Margaret Thatcher era mujer y demócrata. Se presentó a varias elecciones y las ganó limpiamente con un amplio respaldo de las trabajadoras y los trabajadores. ¿Por qué la odian tanto, pues? Porque no era obediente, y eso es una grave falta para el pensamiento único, que sólo ama a las mujeres sumisas, con la pata quebrada y en la casa común del pensamiento único progresista.
Su espíritu crítico explica que no haya sido una heroína. No era simplemente una mujer, sino además una gran feminista, que gustaba decir: "Si usted quiere que algo se diga, pídaselo a un hombre. Si usted quiere que algo se haga, pídaselo a una mujer". Y sin embargo, las feministas no sólo no la respetaron sino que le dedicaron una multitud de insultos. De hecho, la denigraron acusándola de… ¡no ser una mujer sino un hombre! No podía ser una dama sino una dama… de hierro.
Dirá usted: sus políticas fueron muy peculiares y contestadas. Veamos. Sin duda recibió una gran contestación en la calle y los medios de comunicación, dos ámbitos donde refulge el progresismo, y donde es difícil encontrar voces discordantes. Sin embargo, "la calle" aquí, como siempre, no quiere decir "la gente", ni "el pueblo" sino la movilización a cargo de la izquierda y en torno a sus tópicos.
Política económica
Además, tampoco las medidas de la Thatcher fueron tan extraordinarias. Es verdad que privatizó empresas públicas, pero esa medida no fue excesivamente original. De hecho, en su tiempo todos los gobernantes la adoptaron. A menudo se olvida que en España no fueron los conservadores los que privatizaron el INI, sino los socialistas bajo el mando de Felipe González, a quien jamás la izquierda denostó llamándolo "ultraliberal", que es lo más suave que le dijeron a la jefa del gobierno británico en esos años, y después.
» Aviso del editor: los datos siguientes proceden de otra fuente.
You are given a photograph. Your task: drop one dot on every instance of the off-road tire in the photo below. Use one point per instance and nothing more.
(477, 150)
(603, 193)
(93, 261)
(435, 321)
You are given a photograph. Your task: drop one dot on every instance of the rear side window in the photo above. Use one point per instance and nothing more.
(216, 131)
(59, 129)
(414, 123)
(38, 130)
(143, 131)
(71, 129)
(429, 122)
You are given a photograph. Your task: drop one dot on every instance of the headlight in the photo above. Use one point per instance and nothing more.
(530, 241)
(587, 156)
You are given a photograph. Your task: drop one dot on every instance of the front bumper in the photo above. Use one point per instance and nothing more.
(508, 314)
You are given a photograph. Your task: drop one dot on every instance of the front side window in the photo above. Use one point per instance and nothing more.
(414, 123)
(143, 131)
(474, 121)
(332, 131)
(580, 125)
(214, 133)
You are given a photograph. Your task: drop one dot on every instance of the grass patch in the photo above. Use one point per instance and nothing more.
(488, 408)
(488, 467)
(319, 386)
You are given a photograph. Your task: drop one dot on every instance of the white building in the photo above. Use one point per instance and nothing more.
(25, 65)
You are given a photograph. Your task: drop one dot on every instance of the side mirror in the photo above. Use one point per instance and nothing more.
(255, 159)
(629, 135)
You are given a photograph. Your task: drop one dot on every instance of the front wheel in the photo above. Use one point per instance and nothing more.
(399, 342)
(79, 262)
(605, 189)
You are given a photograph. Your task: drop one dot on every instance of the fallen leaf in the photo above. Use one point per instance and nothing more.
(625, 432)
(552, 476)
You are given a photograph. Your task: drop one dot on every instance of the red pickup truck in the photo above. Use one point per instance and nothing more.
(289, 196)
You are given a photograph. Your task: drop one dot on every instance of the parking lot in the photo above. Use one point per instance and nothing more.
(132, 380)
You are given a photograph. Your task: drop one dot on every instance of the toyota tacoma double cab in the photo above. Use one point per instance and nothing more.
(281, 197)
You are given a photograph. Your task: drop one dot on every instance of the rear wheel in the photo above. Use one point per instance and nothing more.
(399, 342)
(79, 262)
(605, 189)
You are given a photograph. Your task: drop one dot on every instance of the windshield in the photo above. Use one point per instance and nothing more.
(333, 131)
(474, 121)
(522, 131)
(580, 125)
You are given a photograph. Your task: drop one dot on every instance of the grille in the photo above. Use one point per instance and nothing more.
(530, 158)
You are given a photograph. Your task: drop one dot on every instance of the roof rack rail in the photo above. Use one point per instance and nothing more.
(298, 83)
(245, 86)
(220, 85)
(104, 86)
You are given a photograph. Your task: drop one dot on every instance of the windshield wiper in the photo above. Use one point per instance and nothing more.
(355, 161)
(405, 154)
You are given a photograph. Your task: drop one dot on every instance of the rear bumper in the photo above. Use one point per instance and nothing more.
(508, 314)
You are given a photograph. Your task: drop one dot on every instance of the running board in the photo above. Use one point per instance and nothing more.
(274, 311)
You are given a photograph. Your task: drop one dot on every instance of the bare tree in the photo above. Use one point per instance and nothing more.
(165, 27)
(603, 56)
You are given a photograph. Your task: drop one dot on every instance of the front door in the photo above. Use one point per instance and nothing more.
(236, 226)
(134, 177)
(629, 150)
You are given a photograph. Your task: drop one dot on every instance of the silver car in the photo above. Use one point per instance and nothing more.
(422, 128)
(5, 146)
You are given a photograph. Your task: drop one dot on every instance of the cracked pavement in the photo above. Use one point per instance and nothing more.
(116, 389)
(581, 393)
No es, en efecto, su agenda de política económica la que la convirtió en la bestia negra de los progresistas. De hecho, ella subió los impuestos, pero al progresismo le dio igual. La gestión concreta de sus gobiernos tuvo desde el punto de vista liberal sus luces y sus sombras, y la izquierda pudo haberse aprovechado de las segundas, de su intervencionismo y su nacionalismo, que desplegó en la Guerra de las Malvinas, originada por la dictadura militar de mi país natal. Pero no lo hizo nunca. En cambio, siempre le negó a Margaret Thatcher el pan y la sal.
¿Por qué? Porque, repito, no obedecía y además le daba igual. Si consideraba que el general Pinochet había sido un amigo de Gran Bretaña, lo apoyaba sin que le importara la catarata de insultos que recibió. Por cierto, muchos progresistas que la pusieron a caer de un burro consideraban que Pinochet era un dictador pero Fidel Castro no: son ellos los que, según han ido muriendo, han recibido incontables elogios por su "compromiso".
Thatcher estaba comprometida, pero no con las ideas que el progresismo aprueba, y esto resulta imperdonable. Con todos sus defectos, que los tuvo, la señora Thatcher siempre defendió la misma posición frente al comunismo: es un sistema empobrecedor y criminal. No hallará usted muchos otros políticos que hayan planteado y sostenido de modo coherente este punto de vista, sobre todo antes de 1989. Después cayó el comunismo y hasta muchos izquierdistas hubieron de aceptar que, efectivamente, sus ideas se habían concretado en dictaduras asesinas. Thatcher lo dijo siempre, como lo dijeron siempre Ronald Reagan y Juan Pablo II, que forman con ella el trío que más detesta el pensamiento antiliberal, precisamente por eso, porque cuando cayó el Muro de Berlín, las trabajadoras y los trabajadores no se acordaron de los políticos de la izquierda, no se acordaron de los socialistas, los sindicalistas y los comunistas que tantos paños calientes habían aplicado a las autoridades que los habían oprimido durante décadas. Se acordaron, en cambio, del presidente americano, del Papa polaco… y de esa política inglesa que murió ayer. Descanse en paz.